To rectify has then above problems, Barnes & Noble can hold more events, in the particular becoming more involved in charity events. Now, Barnes & Noble hosts close to 100,000 community events every year. This can help to improve the appearance, giving the public a good impression of the company. Barnes & Noble also plans to close 400 physical stores in the next ten years. Instead of closing the stores or to stave off more closures, they can try to merge with Starbucks; for example, have a corner in Starbucks for people to spend their afternoon. This merger might save the budget, allowing them to keep some physical stores. In addition, since a college textbook market is more stable, and has potential for growth, the company can also merge with college bookstores and provide more services, such as letting students rent textbooks for class, so students don’t have to carry textbooks everywhere; or, provide the required textbooks at the same price as Amazon’s, so student don’t have to buy on amazon.com and wait for a week to get the textbook.
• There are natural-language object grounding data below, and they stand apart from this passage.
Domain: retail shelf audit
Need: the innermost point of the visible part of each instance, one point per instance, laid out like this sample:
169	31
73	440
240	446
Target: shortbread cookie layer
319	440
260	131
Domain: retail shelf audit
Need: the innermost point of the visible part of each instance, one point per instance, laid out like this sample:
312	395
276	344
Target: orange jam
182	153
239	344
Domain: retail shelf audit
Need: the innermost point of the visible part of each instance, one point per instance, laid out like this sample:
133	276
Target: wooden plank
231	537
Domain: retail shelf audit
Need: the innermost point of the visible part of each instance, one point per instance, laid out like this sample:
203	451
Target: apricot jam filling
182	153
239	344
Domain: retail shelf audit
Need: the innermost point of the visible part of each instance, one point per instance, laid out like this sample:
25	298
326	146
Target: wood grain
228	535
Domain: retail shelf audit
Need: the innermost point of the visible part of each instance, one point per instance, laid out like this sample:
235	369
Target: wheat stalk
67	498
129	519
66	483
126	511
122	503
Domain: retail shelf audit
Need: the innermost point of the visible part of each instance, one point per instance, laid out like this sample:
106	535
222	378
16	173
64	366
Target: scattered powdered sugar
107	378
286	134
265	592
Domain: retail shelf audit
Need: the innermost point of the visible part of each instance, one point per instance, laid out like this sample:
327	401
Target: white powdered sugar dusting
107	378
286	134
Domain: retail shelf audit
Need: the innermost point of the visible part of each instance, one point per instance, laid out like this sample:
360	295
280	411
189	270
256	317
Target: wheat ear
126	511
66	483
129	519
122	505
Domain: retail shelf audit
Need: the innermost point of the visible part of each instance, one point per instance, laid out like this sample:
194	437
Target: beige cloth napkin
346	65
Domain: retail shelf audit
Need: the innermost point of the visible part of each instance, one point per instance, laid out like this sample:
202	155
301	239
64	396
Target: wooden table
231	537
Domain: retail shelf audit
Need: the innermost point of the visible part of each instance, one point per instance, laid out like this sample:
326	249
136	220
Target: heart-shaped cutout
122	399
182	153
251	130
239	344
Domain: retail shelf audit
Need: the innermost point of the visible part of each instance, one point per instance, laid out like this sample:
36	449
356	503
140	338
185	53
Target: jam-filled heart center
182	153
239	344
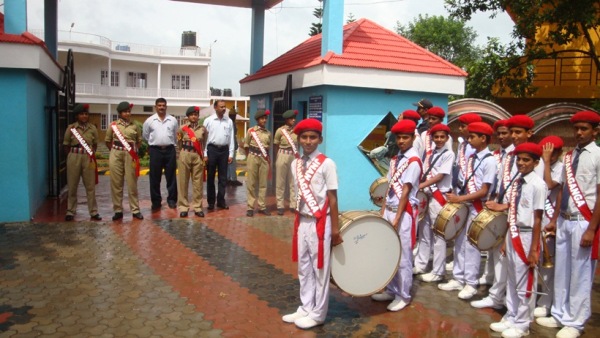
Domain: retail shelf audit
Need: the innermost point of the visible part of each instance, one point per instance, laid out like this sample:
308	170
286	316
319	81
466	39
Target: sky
161	22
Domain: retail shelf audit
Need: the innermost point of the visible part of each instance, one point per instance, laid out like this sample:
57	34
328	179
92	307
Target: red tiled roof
366	45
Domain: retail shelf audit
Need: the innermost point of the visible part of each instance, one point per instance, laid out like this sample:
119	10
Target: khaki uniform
285	156
190	165
122	166
79	165
257	168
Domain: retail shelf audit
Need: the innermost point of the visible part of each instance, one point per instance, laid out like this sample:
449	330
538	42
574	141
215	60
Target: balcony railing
92	89
134	48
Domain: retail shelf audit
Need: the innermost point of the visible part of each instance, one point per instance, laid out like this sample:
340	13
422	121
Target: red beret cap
469	118
436	111
530	148
404	127
411	115
520	121
308	125
499	123
586	116
439	127
480	128
556	141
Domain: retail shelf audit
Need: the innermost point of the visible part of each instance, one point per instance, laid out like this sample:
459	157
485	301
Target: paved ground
223	275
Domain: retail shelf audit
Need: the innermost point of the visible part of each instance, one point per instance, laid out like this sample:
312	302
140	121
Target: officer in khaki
286	152
79	162
257	163
121	163
191	139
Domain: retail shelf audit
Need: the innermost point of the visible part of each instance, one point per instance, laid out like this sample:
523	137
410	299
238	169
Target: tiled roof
366	45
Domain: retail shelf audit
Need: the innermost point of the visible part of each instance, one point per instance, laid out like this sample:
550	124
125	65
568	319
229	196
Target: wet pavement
225	275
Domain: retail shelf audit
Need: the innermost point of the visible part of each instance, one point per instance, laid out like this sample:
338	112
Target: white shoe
513	332
467	292
500	326
382	297
307	323
397	305
540	312
548	322
451	285
485	302
429	277
290	318
568	332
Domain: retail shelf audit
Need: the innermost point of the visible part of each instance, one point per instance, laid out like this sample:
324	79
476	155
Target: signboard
315	107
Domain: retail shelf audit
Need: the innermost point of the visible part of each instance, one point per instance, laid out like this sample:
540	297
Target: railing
98	40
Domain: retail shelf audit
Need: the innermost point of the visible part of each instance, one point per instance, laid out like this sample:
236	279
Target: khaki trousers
78	166
121	167
258	172
284	179
190	165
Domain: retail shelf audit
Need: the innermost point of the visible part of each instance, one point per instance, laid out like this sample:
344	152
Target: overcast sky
161	22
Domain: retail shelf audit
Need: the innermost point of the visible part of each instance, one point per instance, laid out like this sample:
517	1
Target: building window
137	80
114	78
180	82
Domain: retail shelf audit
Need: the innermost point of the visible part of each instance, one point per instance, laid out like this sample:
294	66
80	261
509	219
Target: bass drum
488	229
451	220
368	258
378	190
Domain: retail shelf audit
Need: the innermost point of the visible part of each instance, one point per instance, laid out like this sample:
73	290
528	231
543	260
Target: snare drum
451	220
488	229
378	190
368	258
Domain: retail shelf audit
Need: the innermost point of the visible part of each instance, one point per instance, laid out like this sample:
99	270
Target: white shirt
220	132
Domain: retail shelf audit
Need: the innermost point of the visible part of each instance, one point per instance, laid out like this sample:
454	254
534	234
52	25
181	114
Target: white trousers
466	256
314	282
519	308
402	282
574	278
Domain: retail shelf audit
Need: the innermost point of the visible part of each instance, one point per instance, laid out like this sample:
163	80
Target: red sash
516	238
87	149
579	200
194	139
130	150
309	198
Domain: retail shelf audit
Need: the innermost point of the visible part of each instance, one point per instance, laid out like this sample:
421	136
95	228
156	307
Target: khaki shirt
130	132
87	131
282	141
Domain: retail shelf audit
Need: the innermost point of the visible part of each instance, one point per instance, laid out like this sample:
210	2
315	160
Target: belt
576	216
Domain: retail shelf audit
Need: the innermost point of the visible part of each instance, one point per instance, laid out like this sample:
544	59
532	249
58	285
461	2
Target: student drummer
525	209
315	228
577	230
436	182
480	175
400	209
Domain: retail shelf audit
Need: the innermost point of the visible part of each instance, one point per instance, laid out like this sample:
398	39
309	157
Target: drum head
368	258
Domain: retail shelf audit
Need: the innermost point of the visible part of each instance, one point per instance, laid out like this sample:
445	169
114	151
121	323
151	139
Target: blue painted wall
23	144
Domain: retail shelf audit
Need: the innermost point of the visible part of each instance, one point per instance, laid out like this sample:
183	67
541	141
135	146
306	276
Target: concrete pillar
333	26
257	36
15	16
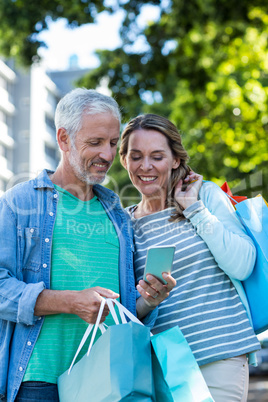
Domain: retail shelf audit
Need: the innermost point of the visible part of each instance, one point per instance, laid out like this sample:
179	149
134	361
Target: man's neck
70	183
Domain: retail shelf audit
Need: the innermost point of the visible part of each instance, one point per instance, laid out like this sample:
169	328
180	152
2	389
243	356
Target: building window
50	123
3	83
2	185
3	116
Barnes & Noble now only has a 27% share of the e-book market, which is much lower that Amazon’s 45% share of the e-book market. Barnes & Noble has made some effort to bridge this gap, such as shifting its focus from a brick-and-mortar business to a multi-channel organization in 2009, starting an eBookstore and introducing Nook and Nook Color in order to have their own digital market. However, I suggest they place even more emphasis on the e-book business because e-commerce will become part of our daily lives. This, in combination with conducting surveys among college students in order to know their needs and trying to do more for them by expanding the college textbook market, can increase their sales and lessen their loss on the physical bookstore. Barnes & Noble has a long history in New York City. It started from a small store in Manhattan to being the world’s second largest physical store. The key for this business’ continued success is to adopt more innovative ideas to better serve the technologically dependent community of the next generation of readers.